Karadeniz güvenliğinde diğer bir önemli mesele ise şüphesiz enerji hatlarıdır diyebiliriz; zira doğal gaz ve petrol geçişi için bir enerji koridoru vazifesi görmektedir. Rusya ve Türkiye arasında özellikle transit şekilde geçen doğal gaz hatlarının korunması oldukça önemlidir.
Ayrıca savaşın başından itibaren deniz mayınları ve siber saldırılar Karadeniz güvenliği açısından oldukça sorun yaratan diğer problemler olmuştur. Bu hibrit tehditler özellikle ticaret yollarının geçişi açısından oldukça büyük sorunlar yaratmaya meyillidir diyebiliriz. Bu sebebiyle Türkiye’nin öncülüğünde Romanya ve Bulgaristan ile oluşturulan “Karadeniz Mayın Karşı Tedbirleri Görev Grubu Mutabakatı” imzalanmış, Karadeniz’de sürüklenen mayınları tespit etmek ve etkisiz hâle getirmek adına görevlerine başlamışlardır. Bu mutabakat, aynı zamanda Türkiye’nin Karadeniz’e kıyısı olan ülkelerle ortaklığının daha fazla artması adına da yakın iş birliğini geliştirme adına da önemli adımlar olmuştur. Ayrıca savaşın başından itibaren Türk Deniz Kuvvetleri Komutanlığı mayın tehdidine karşı tespit ve teşhis görevleri yapmış ve sürüklenen mayınlar imha edilmiştir.
Sonuç olarak; Karadeniz, hem Rusya hem de NATO adına oldukça stratejik bir denizdir diyebiliriz.
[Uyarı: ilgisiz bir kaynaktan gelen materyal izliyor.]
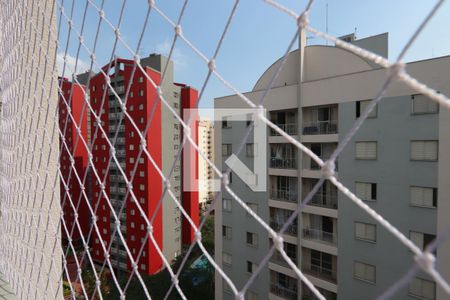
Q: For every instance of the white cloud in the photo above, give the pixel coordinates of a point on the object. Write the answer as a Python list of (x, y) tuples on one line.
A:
[(70, 65), (178, 58)]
Karadeniz’in güvenliği özellikle Rusya-Ukrayna savaşının başlaması ile daha fazla önem kazanmış; zira savaşın yayılması büyük tehlikelerinde başlangıcı olacağı net olarak görülmüştür. Türkiye bu noktada Montrö Boğazlar Sözleşmesi hükümleri gereğince Karadeniz güvenliğini sağlamakta ve savaşın yayılmasını önlemektedir. Türkiye’nin denge politikası, savaş devam ederken iki ülke ile olan diyaloğu, Karadeniz’de ticaretin sürmesi, tahıl koridoru, mayınların temizlenmesi gibi adımların süratle devam ettirilmesini sağlamış ve Türkiye bu noktada başarılı diplomatik hamlelerde bulunarak savaşın bitirilmesi yönünde adımlar atmıştır.